When Iowa State University Extension crop specialist Paul Kassel asked Estherville Rotarians Thursday what the significance was of July 14, 2011 was, several people knew.
It was the last time there was an appreciable rainfall.
Since then, a searing drought has reached from the Great Plains into the Cornbelt. And since that date, Britt finds itself 18.2 inches below normal for rainfall. Spencer has fared better at 8.1 inches below normal.
And in Estherville, there was a 5.1-inch rainfall deficit for last summer.
Fortunately, though, Palo Alto, Clay and Kossuth counties have seen some of the best yields in Iowa, said Kassel. East of the Mississippi, crops are in good shape.
Crops last summer drew down deep for subsoil moisture, going as far as six to eight feet.
"That's a testament to the excellent soils we have here in northwest Iowa," said Kassel. "It's kind of miraculous the crop we did have last year."
That moisture now, though, is largely depleted.
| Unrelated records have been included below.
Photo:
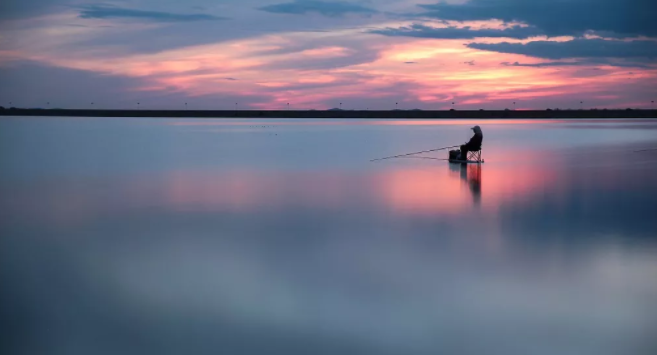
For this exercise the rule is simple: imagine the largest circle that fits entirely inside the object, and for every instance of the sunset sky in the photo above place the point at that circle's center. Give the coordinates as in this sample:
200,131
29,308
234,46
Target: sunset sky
312,54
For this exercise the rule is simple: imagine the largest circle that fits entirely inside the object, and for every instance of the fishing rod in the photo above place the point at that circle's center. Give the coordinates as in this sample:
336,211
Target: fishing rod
424,151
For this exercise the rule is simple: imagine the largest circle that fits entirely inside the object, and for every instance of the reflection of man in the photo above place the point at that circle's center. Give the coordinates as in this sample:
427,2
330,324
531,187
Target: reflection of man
471,174
473,145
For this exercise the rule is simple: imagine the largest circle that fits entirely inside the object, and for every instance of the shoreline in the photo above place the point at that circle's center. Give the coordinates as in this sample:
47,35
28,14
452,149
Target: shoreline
341,114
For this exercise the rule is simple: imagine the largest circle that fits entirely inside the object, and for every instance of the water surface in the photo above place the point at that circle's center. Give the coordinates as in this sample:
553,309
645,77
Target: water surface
219,236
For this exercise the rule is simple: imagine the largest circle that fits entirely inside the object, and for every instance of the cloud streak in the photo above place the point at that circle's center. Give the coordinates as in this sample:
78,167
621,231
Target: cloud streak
326,8
556,18
453,32
112,12
577,48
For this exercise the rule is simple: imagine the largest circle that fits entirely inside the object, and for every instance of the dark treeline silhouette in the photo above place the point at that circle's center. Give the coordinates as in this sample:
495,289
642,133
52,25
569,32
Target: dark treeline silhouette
549,113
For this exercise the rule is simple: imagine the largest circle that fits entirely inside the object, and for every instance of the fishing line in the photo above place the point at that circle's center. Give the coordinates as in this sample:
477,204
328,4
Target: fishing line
424,151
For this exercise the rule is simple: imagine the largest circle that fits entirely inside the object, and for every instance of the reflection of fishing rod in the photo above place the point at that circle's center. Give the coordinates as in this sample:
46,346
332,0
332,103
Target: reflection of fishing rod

"We're really in for far worse conditions," said Kassel.
The Spencer area usually gets about seven inches of moisture from March through May - and we're going to need all of that for a good crop this year.
Kassel noted though that the seasonal 90-day outlook seems to be improving for our area.
In a question-and-answer session that followed, Kassel said water shortages in west-central Iowa are a concern for livestock confinement operators.